Bupati Manokwari Hermus Indou mengatakan, KPU bekerja secara konsisten sesuai dengan tahapan penyelenggaraan Pemilu. Ini untuk memastikan bahwasanya Kabupaten Manokwari tidak sedikitpun mengabaikan tugas konstitusinya dalam penyelenggaraan pemilihan umum tahun 2024
“Pelantikan anggota KPPS hari ini berarti terjadi pendelegasian wewenang dari pemerintah kepada anggota KPPS hari ini untuk melaksanakan Pemilu tahun 2014. Artinya suksesnya penyelenggaraan Pemilu tahun ini sangat ditentukan antara lain oleh peran aktif dan juga kerja profesional dan juga kerja-kerja Bai dari anggota KPPS,“ jelas Hermus.
Hermus juga menyampaikan, KPPS hari ini juga membuktikan bahwa pemerintah dan penyelenggara sangat bertanggung jawab untuk memastikan penyelenggaraan Pemilu berlangsung secara sukses, aman, lancar dan berkualitas
Ia menambahkan beberapa hal penting sebagai dasar untuk melaksanakan tugas dalam pemungutan suara ke depan.

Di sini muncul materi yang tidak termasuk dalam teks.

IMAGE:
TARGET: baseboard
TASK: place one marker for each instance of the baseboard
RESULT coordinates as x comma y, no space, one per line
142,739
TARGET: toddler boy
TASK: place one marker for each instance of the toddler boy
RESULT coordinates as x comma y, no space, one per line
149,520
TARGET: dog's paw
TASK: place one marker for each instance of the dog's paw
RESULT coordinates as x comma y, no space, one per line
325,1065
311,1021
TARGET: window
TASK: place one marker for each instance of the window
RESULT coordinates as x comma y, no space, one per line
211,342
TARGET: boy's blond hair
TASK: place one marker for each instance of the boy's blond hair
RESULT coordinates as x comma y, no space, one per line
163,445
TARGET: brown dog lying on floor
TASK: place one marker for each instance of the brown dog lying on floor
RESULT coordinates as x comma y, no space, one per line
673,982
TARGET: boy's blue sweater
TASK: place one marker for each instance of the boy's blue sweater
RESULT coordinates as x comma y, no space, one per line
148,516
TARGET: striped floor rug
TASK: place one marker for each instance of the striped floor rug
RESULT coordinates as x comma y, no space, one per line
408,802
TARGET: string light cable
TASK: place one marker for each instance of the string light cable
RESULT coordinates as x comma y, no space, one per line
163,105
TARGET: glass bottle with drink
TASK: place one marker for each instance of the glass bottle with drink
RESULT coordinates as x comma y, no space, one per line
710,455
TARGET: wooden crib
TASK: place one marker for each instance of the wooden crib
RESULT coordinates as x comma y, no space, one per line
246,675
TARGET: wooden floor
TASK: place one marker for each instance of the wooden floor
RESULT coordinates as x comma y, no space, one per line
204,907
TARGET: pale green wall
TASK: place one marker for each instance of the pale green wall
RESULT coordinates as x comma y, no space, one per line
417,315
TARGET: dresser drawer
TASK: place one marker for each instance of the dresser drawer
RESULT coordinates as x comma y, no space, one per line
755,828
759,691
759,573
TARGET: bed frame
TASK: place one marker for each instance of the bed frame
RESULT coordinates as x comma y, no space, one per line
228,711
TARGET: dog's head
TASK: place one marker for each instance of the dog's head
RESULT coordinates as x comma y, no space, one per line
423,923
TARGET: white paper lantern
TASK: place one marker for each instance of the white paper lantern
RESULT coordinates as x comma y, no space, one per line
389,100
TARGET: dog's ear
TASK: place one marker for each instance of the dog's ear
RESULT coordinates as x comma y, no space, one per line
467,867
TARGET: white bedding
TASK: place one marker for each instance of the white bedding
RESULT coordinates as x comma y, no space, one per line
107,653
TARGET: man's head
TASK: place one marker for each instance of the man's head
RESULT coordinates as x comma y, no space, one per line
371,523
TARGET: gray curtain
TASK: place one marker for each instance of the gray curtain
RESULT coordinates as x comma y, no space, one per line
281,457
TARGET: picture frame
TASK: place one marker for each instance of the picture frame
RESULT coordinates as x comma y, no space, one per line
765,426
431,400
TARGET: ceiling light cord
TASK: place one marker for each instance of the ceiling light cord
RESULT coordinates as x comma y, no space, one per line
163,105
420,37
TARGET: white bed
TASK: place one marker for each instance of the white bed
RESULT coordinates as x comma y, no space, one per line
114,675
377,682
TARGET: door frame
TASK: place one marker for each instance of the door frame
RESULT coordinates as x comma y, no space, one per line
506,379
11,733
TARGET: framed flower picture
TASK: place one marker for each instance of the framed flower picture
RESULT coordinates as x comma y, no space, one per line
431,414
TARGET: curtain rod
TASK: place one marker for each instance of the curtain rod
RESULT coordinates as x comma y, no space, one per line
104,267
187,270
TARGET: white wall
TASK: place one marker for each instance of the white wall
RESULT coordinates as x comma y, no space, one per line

Yang pertama sebagai anggota KPPS harus bekerja berdasarkan amanat konstitusi atau regulasi dan seluruh peraturan pelaksanaannya jangan sampai menyimpang ke kiri atau ke kanan. Yang kedua Sebagai anggota KPPS wajib memberikan informasi yang baik kepada seluruh rakyat yang memiliki hak suara yang tercantum dalam DPT.
“Jangan sampai ada rakyat yang dia tidak bisa datang TPS karena tidak ada informasi yang akurat tentang penyelenggaraan Pemilu,” katanya.
Yang ketiga anggota KPPS diharapkan untuk menjaga netralitas di dalam penyelenggaraan Pemilu.
“Bekerja sesuai dengan aturan yang ada supaya kita memastikan bahwa proses demokratisasi dan juga Pemilu serentak pada tahun 2024 di Kabupaten Manokwari berlangsung secara berkualitas dan dapat mensejahterakan seluruh masyarakat kita,”ucap Hermus
Berikut Penetapan dan pengangkatan kelompok penyelenggaraan pemungutan suara Komisi Pemilihan Umum Kabupaten Manokwari berdasarkan lokasi pelantikan
Manokwari Barat sebanyak 327 TPS, total KPPS 2.261; Manokwari Timur sebanyak 7 PPS, 40 TPS dan 2541 KPPS; Manokwari Selatan sebanyak 82 TPS dan 574 KPPS; Tanah Rubuh sebnayak 24 PPS, 25 TPS dan 175 KPPS; Manokwari Utara, 24 PPS, 23 TPS dan 161 KPPS; Aimasi dan Warmare sebanyak 31 PPS, 41 TPS ran 287 KPPS; Prafi sebanyak 13 PPS, 55 TPS dan 385 KPPS; Masni sebanyak 32 PPS, 59 TPS dan 413 KPPS; Sidey sebanyak 12 PPS, 25 TPS dan 175 KPPS.
Jadi total keseluruhan sebanyak 173 PPS, 673 TPS, di 5 wilayah Manokwari dengan total 4.711 KPPS.